Successful Automated DeploymentsAutomated deployments can ensure the deployment process is documented, a human didn’t forget a step, and you can roll back if something goes wrong. Your deployment code can check if a folder has the right permissions and replace a value in a configuration file. Using tools such as Terraform, Ansible, Jenkins, and YAML allows you to write your deployment process as code, store it in source control, and test it. When the actual act of deployment is closer to the click of a button than a three-hour manual ordeal, you can deploy small batches of changes more frequently. It also makes it easier to test deployments in a staging or pre-production environment before they go to production.
Gates and ApprovalsMany deployment automation tools allow you to build gates and approvals into your process. Gates can be used to require approvals outside the deployment pipeline, perform quality validation such as code coverage or test pass rate, and collect health signals from external services before the deployment can be completed.

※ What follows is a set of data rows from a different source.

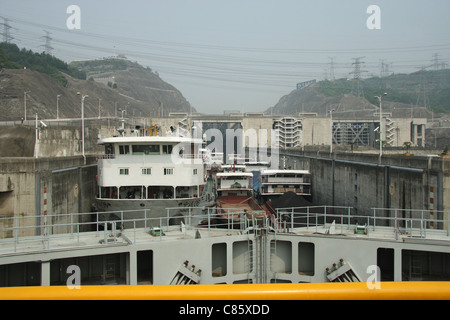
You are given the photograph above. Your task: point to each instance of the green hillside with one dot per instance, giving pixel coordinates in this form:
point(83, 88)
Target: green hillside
point(429, 89)
point(11, 57)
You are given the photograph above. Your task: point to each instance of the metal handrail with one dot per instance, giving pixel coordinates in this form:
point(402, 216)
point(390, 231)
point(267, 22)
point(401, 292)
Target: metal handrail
point(301, 291)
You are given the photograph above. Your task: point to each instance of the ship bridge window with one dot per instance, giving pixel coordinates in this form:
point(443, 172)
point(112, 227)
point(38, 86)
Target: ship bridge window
point(124, 149)
point(167, 149)
point(109, 149)
point(145, 149)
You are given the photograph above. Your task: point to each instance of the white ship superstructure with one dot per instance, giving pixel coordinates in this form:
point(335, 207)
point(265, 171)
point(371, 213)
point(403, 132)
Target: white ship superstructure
point(275, 183)
point(143, 172)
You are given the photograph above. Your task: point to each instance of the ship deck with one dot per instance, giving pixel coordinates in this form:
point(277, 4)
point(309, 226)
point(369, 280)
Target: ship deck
point(331, 224)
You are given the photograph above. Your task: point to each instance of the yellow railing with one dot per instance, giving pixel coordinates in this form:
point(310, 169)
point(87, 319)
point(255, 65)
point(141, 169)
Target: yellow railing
point(303, 291)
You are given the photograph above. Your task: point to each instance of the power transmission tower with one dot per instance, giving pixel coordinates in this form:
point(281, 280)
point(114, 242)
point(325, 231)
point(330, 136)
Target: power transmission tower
point(422, 93)
point(436, 64)
point(47, 47)
point(331, 68)
point(357, 89)
point(6, 34)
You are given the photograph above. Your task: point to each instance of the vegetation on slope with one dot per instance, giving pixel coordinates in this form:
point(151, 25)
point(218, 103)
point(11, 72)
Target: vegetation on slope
point(11, 57)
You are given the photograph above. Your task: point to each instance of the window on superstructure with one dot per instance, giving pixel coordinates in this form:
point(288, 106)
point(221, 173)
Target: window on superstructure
point(167, 149)
point(124, 149)
point(140, 149)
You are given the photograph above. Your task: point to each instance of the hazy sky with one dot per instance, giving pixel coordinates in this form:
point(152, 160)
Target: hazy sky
point(240, 54)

Automated RollbackAnother critical part of successful automated deployments is a rollback strategy. The use of feature flags and blue-green deployments can make it easy to roll back to the previous state instead of having to take frantic manual steps to undo a change. Feature flags allow you to separate deployment and release, which helps roll out new features for a subset of users. After monitoring shows the new features are successful, you can then roll out them to more users and monitor again, until all users have the new features. If a feature causes problems in the limited rollout, it can simply be turned off instead of requiring a rollback of code. In a blue-green deployment, you deploy to a separate production environment and then swap it with the current production environment, allowing you to swap back if issues are encountered.
MonitoringAutomated deployments should be accompanied by automated monitoring. In a data-driven application, you should watch for changes in system metrics such as:
- Memory usage
- Disk usage
- Errors logged
- Database throughput
- Database average response time
- Long running queries
- Concurrent database connections
- SQL query performance
Tools, Process, and CultureWhile deployment and monitoring tools alone don’t ensure a successful deployment, they certainly help. But it’s also important to build a DevOps culture of good communication, design reviews throughout development, and thorough testing. As shown in Figure 1, automated deployments are just one part of the DevOps lifecycle.
Figure 1: The DevOps lifecycleYou can decide where automation brings value in the cycle and create the automation in small chunks over time. Automated deployments can reduce risk and required effort, so you can deploy on a Friday if you need to. Their high ROI often makes them a great place to start automating with DevOps best practices in mind.